Every message in the chat format adds 3-4 overhead tokens for role markers. A 10-message conversation adds roughly 30-40 tokens of overhead on top of the actual content. Always account for this in cost estimates.

Method 3: gpt-tokenizer in JavaScript/Node.js

For JavaScript environments, gpt-tokenizer is a pure JavaScript implementation of the same cl100k_base encoding. Token Compare is built on this library.

import { encode, decode, encodeChat } from 'gpt-tokenizer'

// Count tokens in a string
const tokens = encode("Hello, world!")
console.log(tokens.length)  // 4

// Count tokens in a chat conversation
const chatTokens = encodeChat([
  { role: 'system',    content: 'You are a helpful assistant.' },
  { role: 'user',      content: 'What is the capital of France?' }
], 'gpt-4')
console.log(chatTokens.length)  // ~24 tokens

This is the right choice for serverless functions, edge workers, or any JavaScript backend that needs token counting without spawning a Python process.

Method 4: Rough estimation (for back-of-napkin math)

When you need a quick estimate and don't have a tool handy, these rules of thumb work for English text:

1 token ≈ 4 characters (including spaces)
1 token ≈ 0.75 words (so 100 words ≈ 75 tokens)
1 page of double-spaced text ≈ 300-400 tokens
1 paragraph ≈ 60-100 tokens

These are approximations that work for typical English prose. Code, non-English text, and text with many numbers or URLs can differ significantly from these estimates.

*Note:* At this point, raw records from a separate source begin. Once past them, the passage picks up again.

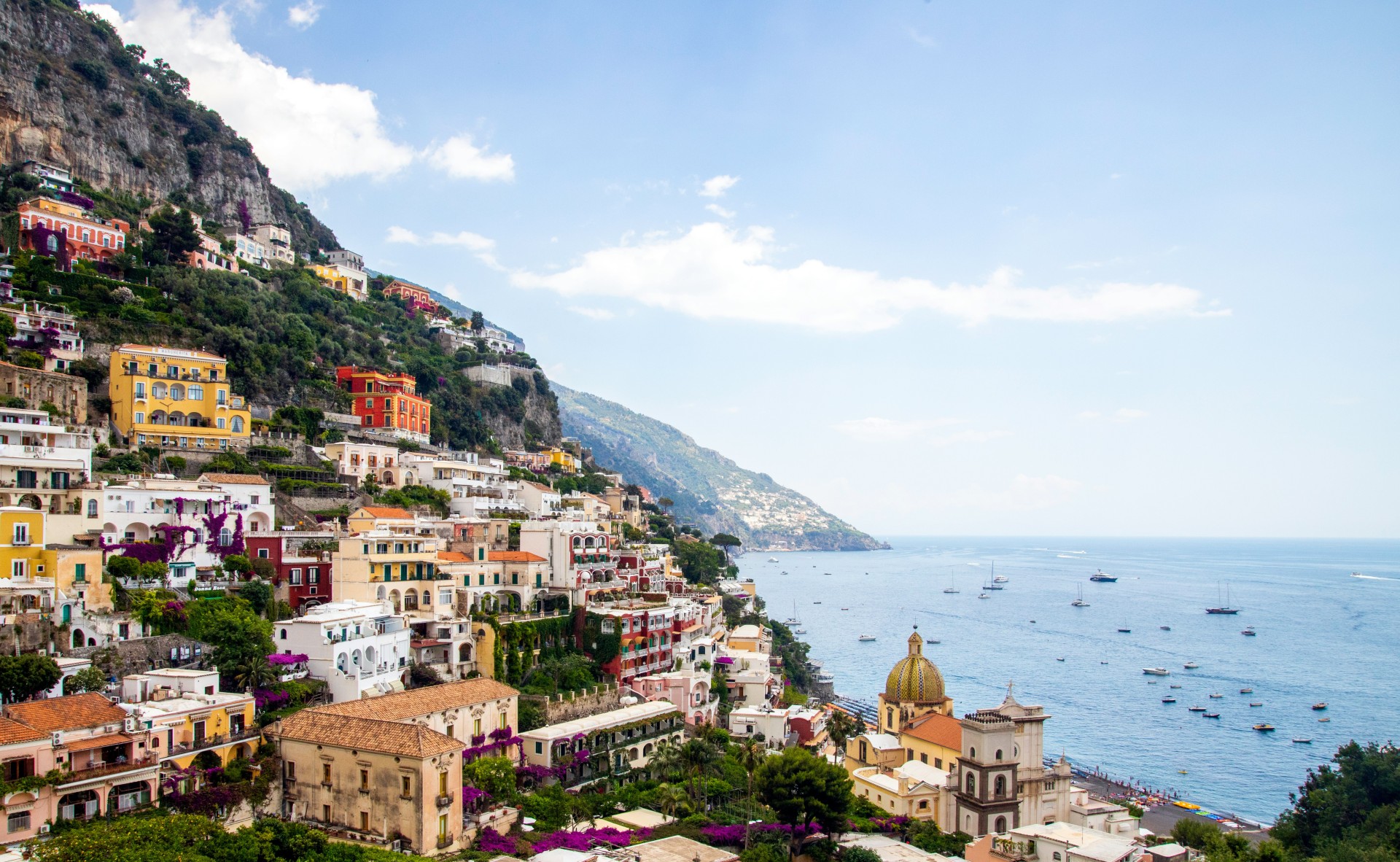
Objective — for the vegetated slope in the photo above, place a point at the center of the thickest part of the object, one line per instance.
(73, 94)
(707, 489)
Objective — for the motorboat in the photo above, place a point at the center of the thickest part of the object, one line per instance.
(1224, 606)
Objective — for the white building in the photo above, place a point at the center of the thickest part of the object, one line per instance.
(51, 332)
(359, 648)
(205, 518)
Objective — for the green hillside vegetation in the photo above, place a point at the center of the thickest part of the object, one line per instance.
(704, 487)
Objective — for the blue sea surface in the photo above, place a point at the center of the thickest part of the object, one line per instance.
(1323, 636)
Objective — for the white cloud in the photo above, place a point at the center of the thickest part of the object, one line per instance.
(459, 158)
(1024, 493)
(716, 187)
(307, 132)
(593, 314)
(303, 15)
(1121, 414)
(716, 272)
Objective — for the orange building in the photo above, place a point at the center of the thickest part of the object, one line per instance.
(65, 231)
(388, 402)
(415, 295)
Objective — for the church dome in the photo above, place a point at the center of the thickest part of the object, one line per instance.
(914, 677)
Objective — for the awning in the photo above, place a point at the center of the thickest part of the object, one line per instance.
(97, 742)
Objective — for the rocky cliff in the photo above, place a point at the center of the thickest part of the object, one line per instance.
(709, 490)
(73, 96)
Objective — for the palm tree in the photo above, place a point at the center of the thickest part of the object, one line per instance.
(255, 672)
(751, 753)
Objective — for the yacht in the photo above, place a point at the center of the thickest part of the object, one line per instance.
(1224, 607)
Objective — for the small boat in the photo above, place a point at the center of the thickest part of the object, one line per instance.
(1224, 607)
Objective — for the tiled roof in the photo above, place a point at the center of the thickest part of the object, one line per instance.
(234, 479)
(386, 511)
(940, 729)
(13, 732)
(420, 702)
(370, 735)
(514, 557)
(68, 712)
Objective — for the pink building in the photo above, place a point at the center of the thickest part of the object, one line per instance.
(688, 690)
(108, 761)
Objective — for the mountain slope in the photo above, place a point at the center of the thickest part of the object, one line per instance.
(707, 489)
(71, 94)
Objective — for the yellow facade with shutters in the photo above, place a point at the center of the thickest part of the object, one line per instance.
(175, 397)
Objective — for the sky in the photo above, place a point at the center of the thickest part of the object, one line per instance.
(946, 269)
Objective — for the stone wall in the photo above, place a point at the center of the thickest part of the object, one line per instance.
(576, 704)
(35, 387)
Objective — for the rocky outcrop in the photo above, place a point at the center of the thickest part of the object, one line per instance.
(73, 96)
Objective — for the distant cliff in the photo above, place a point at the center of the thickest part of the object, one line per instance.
(71, 94)
(709, 490)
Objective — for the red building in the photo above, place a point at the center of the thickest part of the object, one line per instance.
(388, 402)
(415, 295)
(301, 560)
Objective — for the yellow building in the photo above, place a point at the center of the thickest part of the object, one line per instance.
(175, 397)
(61, 580)
(188, 715)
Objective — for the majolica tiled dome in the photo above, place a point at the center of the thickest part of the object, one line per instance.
(914, 677)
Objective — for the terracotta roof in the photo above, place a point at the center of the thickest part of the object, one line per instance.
(68, 712)
(420, 702)
(377, 511)
(514, 557)
(13, 732)
(234, 479)
(940, 729)
(385, 737)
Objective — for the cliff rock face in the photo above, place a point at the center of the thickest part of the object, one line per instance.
(709, 489)
(73, 96)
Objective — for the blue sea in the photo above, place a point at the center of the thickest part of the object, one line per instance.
(1322, 636)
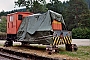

What gets counted as tokens in API calls

When you send a chat completion request, the total token count is not just your message text. The API counts:

System prompt tokens
All previous messages in the conversation history
Message format overhead (role markers, separators)
Function/tool definitions, if you're using tool calling
The model's response (counted as output tokens)

If you're maintaining a conversation history across multiple turns, the effective token count grows with each turn until you implement some form of context truncation or summarization.

Token counting in the OpenAI API response

After a successful API call, the response includes a usage object with the actual token counts used:

{
  "id": "chatcmpl-...",
  "model": "gpt-4-turbo",
  "usage": {
    "prompt_tokens": 42,
    "completion_tokens": 18,
    "total_tokens": 60
  },
  "choices": [...]
}

Log this data in production to track actual token usage over time. The counted prompt_tokens should match what tiktoken or gpt-tokenizer reports for the same input (within 1-2 tokens for edge cases).